Une clameur s'éleva de la foule permettant à l'évacuation d'Ogata vers l'infirmerie de se faire dans la plus grande discrétion. Isumi se leva d'un bond pour faire face à cette personne qui lui avait empoisonné l'existence, bien décidé à lui dire en face ce qu'il pensait de sa littérature.
Hikaru, le sentant s'emporter comme à son habitude, lui prit le bras pour le retenir.
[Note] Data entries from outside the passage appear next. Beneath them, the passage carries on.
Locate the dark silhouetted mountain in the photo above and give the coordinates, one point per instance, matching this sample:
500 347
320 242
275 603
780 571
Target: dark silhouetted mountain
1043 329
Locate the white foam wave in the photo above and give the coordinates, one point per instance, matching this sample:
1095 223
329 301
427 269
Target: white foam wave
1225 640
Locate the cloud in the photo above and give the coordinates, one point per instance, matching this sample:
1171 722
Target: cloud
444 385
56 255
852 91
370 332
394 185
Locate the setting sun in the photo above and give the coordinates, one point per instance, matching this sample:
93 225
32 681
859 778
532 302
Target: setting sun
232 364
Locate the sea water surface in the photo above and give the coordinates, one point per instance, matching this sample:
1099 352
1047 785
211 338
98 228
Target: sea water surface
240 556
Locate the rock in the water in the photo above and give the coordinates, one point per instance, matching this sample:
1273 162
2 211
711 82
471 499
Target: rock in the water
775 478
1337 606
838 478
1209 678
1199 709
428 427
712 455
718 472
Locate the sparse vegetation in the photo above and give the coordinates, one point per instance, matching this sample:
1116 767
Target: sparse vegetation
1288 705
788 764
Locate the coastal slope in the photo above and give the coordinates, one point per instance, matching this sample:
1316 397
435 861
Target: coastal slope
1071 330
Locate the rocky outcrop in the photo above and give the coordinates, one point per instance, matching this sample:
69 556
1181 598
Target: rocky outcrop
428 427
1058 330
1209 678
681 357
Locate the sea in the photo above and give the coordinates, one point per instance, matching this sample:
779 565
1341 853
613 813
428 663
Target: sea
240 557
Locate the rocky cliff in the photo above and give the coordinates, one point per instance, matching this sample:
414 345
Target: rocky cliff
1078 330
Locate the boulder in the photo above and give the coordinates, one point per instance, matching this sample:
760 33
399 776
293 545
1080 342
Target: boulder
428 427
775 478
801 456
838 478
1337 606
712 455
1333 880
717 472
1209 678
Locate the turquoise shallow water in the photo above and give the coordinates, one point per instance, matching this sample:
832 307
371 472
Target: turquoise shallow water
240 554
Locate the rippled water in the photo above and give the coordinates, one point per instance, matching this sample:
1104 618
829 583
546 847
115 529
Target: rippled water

Mais Isumi ne bougea pas davantage, attendant en retenant sa respiration l'entrée sur l'estrade de son ennemi numéro un.
Il allait enfin savoir ! Qui se cachait donc derrière ce pseudonyme ?
Le rideau remua. Lentement, une main l'écarta, laissant apparaître des épaules sur lesquelles retombaient de longues mèches de cheveux châtain foncé.
Et soudain, le visage de la personne la plus mystérieuse de l'année apparut en pleine lumière.
Et alors qu'il avait eu l'intention de se ruer sur elle pour lui prouver sa virilité et ses talents de boxeurs, Isumi resta figé, trop surpris par la douceur des traits de ce visage souriant. Perdu dans ses pensées, la mâchoire tombante, il ne pouvait détacher ses yeux de cette créature.
Seule la main d'Hikaru qui se crispait sur son avant-bras finit par le ramener à la réalité.
« Aïe ! Tu me fais mal ! Qu'est-ce qu'il se passe, Hikaru ?! »
Il se retourna vers son jeune camarade qui lui aussi semblait pétrifié par la stupéfaction.
« Ce n'est pas possible... » murmura le jeune japonais. « Ce n'est pas possible... »
« Hikaru ? » s'inquiéta également Akira, le trouvant tout à coup étrange.
Mais ne les écoutant plus, le jeune garçon lâcha soudain le bras d'Isumi pour se faufiler parmi les rangées de chaises, se dirigeant vers l'estrade.
« Mais qu'est-ce qui lui prend ? » demanda Akira.
« Je ne sais pas... Mais je pense que nous allons avoir bientôt la réponse.... » murmura Isumi pour lui-même.